OL’s instructions mention that, for some, it might be a challenge. Ideally one should know how to solder, stuff a circuit board, and have the woodworking tools and experience to drill holes accurately. If one is designing their own plinth, one obviously needs to know how to work the material, cut the holes, etc. OL sells the power supply/regulator board preassembled and tested for an additional 25 pounds: this is well worth the money. In addition, one needs to wire up the switch and solder the connections to the motor. Any technician could do the whole thing in an hour. If one buys the plinth from OL and wants to use their VTA adjuster, having OL drill the proper size hole will cut assembly time.
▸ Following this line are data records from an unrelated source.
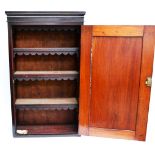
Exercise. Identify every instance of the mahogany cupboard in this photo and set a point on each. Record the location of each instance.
(68, 78)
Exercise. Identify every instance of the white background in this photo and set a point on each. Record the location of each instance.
(125, 12)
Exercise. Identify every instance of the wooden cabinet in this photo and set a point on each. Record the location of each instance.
(99, 87)
(115, 80)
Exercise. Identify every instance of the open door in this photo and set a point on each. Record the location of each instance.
(116, 61)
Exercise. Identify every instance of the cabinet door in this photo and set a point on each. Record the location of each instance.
(115, 62)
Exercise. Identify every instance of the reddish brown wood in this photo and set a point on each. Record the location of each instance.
(116, 30)
(46, 89)
(115, 82)
(49, 129)
(85, 62)
(125, 134)
(146, 71)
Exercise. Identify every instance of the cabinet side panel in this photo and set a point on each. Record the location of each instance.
(85, 62)
(11, 63)
(146, 71)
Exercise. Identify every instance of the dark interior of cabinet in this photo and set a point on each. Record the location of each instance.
(44, 119)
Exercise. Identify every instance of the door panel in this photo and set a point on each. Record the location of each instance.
(115, 62)
(116, 65)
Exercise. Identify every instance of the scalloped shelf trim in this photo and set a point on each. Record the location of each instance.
(45, 51)
(71, 29)
(44, 78)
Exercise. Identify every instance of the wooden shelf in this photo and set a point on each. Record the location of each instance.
(45, 103)
(46, 51)
(45, 75)
(46, 129)
(48, 28)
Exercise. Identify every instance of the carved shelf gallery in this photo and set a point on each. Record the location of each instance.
(46, 129)
(48, 28)
(45, 51)
(46, 103)
(45, 75)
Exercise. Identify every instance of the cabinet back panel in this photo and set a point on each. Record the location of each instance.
(46, 117)
(44, 39)
(46, 89)
(46, 63)
(116, 65)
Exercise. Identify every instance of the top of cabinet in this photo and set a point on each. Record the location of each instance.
(45, 17)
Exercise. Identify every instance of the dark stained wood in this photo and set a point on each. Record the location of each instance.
(46, 51)
(115, 82)
(53, 41)
(46, 117)
(45, 75)
(45, 39)
(146, 71)
(46, 89)
(45, 17)
(49, 129)
(12, 88)
(47, 63)
(85, 71)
The instructions are adequate, if not tightly organized. Builders of Dynakits and veterans of other classic kits might find the instructions somewhat confusing in comparison. OL’s products continue to evolve and at times it’s hard to tell if the in-hand items match the instructions. A thorough re-editing and revision of the manual would be make things clearer, but with a little patience, care, thought and planning, the instructions will answer most questions. And Mark Baker is only an e-mail away.
I found the Origin Live kit turntable to be a somewhat high-spirited thoroughbred that requires conscious and sensitive tuning of a variety of adjustments: the speed of the motor, the tension of the belt, VTA, and correct suspension/isolation, to give its best. But oh how musical that best is! Less than careful adjustment still produces a very good sound, but it is worth the extra effort and time to identify the sonic results of these variables in order to extract the ‘table’s maximum potential. A tweaker’s delight? Well yes, and those expecting a turnkey turntable might be a bit intimidated, but perhaps all kit builders will accept this necessary fine-tuning as part of the challenge. Once the fine adjustments are made, one just forgets the ‘table and plays music. Considering the very reasonably-priced upgrade path available (an upgraded AC transformer, a subchassis option, and the use of different plinth materials), one can grow with this turntable over time--as I plan to do. All in all, it’s an exceptionally good value (OK, it’s a steal) and a deeply satisfying, musical turntable.